I gave up working on this week's APT assignment. The problems were really , really , so impossible and I got unbelievably sick .
I gave up working on this week's APT assignment. The problems were so , like easy and I had a midterm .
I finished working on this week's APT assignment. The problems were like trivial .

The code given to you for this project does just that: it converts a formatted grammar file into a dictionary where the key is a string, the name, and the value associated with the key is a list of the rules that can be used when the definition is expanded.

Specification

Create a grammar in the format described below to be used to generate random sentences. Submit your grammar online using the course's grammar website where it can be seen by everyone in the class. You can upload your grammar as many times as you like, but only the last one will be saved. The class will vote on the best grammar in several categories and extra points given for top-placing grammars. You can browse the (unsorted) Fall 12 grammars as well.

Your grammar should be a plain text file, either using your system's text editor (i.e., NotePad or TextPad) or within Eclipse by choosing File -> New -> Untitled Text File.

A grammar consists of a collection of definitions and rules for each definition. The format of the grammar used in this lab is described here and you can reason by example from the file apt-issues.g.

Each definition is enclosed by curly-braces.
A definition consists of the name being defined, on a line by itself, followed by the rules for that definition.
Each rule in a definition is separated from other rules by a semi-colon.
A rule contains one or more words. If a word is enclosed by angle-brackets, it refers to the name of a definition and is not printed directly. Instead it is replaced by one of the rules in its definition.

In our example grammar, some definitions, like <difficult> and <status> do not result in more definitions being expanded. But others do generate more choices and texts since the rules associated with the definitions refer to other definitions within them.

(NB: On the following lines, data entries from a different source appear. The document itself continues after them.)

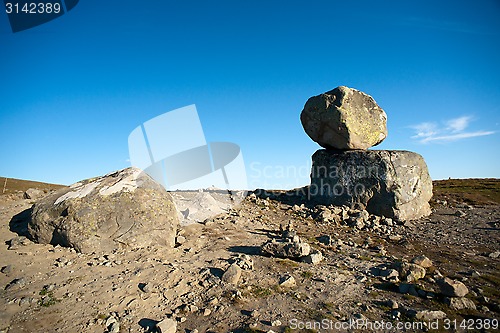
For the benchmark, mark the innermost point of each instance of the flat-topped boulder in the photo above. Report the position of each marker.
(344, 118)
(389, 183)
(124, 208)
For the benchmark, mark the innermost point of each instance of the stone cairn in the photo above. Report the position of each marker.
(391, 183)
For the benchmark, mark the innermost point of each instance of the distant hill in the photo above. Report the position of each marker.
(12, 185)
(472, 191)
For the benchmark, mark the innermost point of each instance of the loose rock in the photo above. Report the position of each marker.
(99, 214)
(232, 274)
(344, 118)
(167, 326)
(452, 288)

Random text is always generated beginning with the definition <start>.

Let's walk through an example to see how this sentence is generated by showing the steps as each definition is expanded:

<start>
(<start> is the starting point of the grammar)

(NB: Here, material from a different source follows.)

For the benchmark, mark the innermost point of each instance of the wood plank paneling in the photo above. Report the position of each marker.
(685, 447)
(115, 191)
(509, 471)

I <status> working on this week's APT assignment. The problems <description> .
(by replacing <start> with its only rule)

I finished working on this week's APT assignment. The problems <description> .
(by replacing <status> with the rule: finished)

I finished working on this week's APT assignment. The problems were <adjective> <difficult> and <excuse> .
(by replacing <description> with its second rule: were <adjective> <difficult> and <excuse>)

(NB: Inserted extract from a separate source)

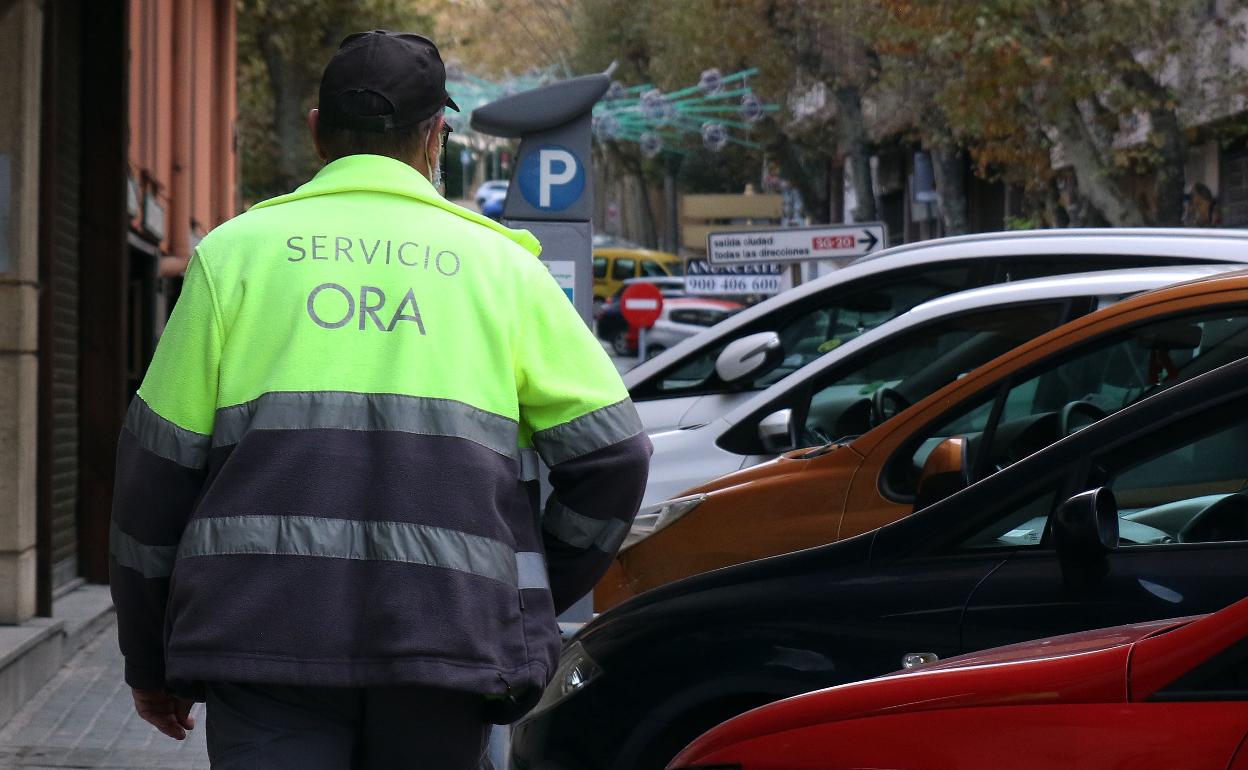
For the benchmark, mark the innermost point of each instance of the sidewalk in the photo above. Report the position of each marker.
(84, 718)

I finished working on this week's APT assignment. The problems were like <difficult> and <excuse> .
(by replacing <adjective> with the rule: like)

I finished working on this week's APT assignment. The problems were like trivial and <excuse> .
(by replacing <difficult> with the rule: trivial)

I finished working on this week's APT assignment. The problems were like trivial and Eclipse crashed .
(by replacing <excuse> with the rule: Eclipse crashed)

By examining the randomly generated examples you can see how sometimes a string of adjectives is generated, e.g., like, really, really, so, unbelievably. In theory the length of this sequence of adjectives, generated by repeatedly choosing the last of the rules for the definition <adjective>, could be arbitrarily long, but in practice choosing this rule happens with probability 0.2 (1/5) so choosing it repeatedly is not too likely.

While you do not need to look at the code to generate random sentences, and you certainly are not expected to understand it at this point in the semester, it is available here in case you are interested.

The Random Sentence Generator was one of the original (1999) SIGCSE Nifty Assignments.